④場合によっては転職先の院長などとも相談する

退局に関して不安がある場合には、率直に転職先の院長などに相談することも一つの方法です。これは、退局に関する具体的なアドバイスを得られるということもありますが、あらかじめ転職先との信頼関係を深めておくことで、万が一退局時に医局ともめたとしても、味方になってくれやすくなるというメリットもあります。

⑤退局の段取りは自発的に進めていく

退局を上司に伝えてもなかなか教授まで伝わらなかったり、後任が決まるまで待ってほしいということでいつまでも長引いたりするなど、退局の話がなかなか進まないことがあります。大学医局や教授の立場からすれば、退局の話を積極的に進めたとしても特にメリットはないため、この場合は自発的に退局に向けて動いていく必要があります。

退局交渉で上手く進まないときには、既に退局した先達やコンサルタント、転職先の医療機関に早めに相談することで解決を図っていくことをおすすめします。

⑥医局との関係を完全に断ち切る以外の答えもある

医局人事からは離れて転職するとしても、教授や医局との関係はなるべく円満に保ちたいという希望も多いです。医局によっては難しいこともありますが、実際に医局(同門会)に籍は残しつつ転職する場合や、転職後にも週1回大学へ外勤に行く場合など、医局との関係を残しつつ転職するという方法もあります。

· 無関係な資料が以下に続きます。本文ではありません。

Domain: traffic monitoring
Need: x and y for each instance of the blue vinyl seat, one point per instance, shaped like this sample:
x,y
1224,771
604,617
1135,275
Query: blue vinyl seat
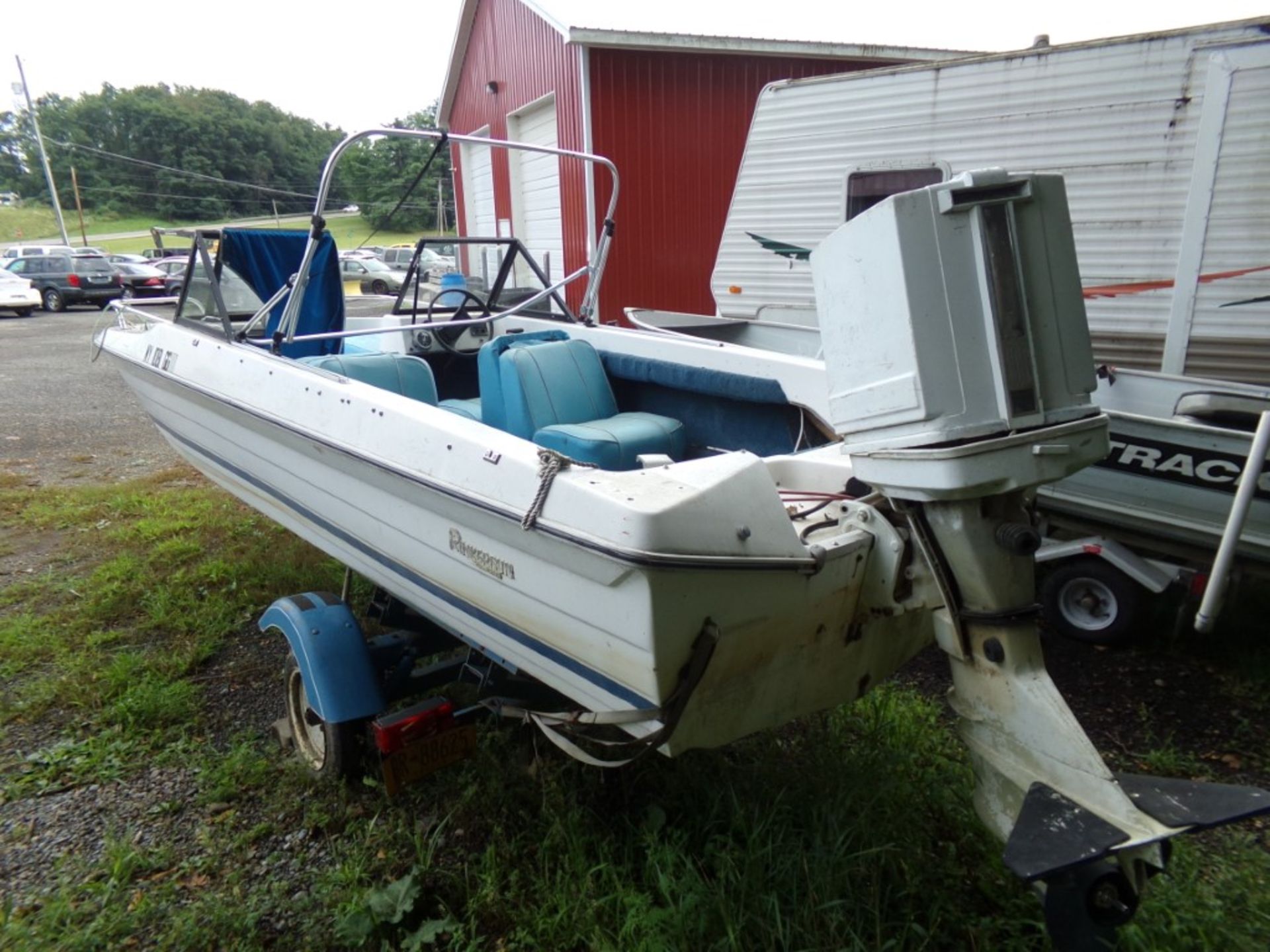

以前に実際にあった例ですが、地方の大学医局でそれなりの責任を担っていた医師が、医局人事から離れて同県内の民間病院に転職するということがありました。その際はかなり教授との話し合いの場を設けた結果、転職後も最初の数ヶ月の間は、月に数回大学で講師として勤務することで話がまとまりました。

この例のように、単に医局との関係を断つという終わらせ方以外にも様々な答えがあるといえます。これは医局によって、また医局を離れようとする医師の状況や意向によっても変わるため、医局や関係者と十分に話し合って納得のいく答えを見つけていくことが望ましいといえます。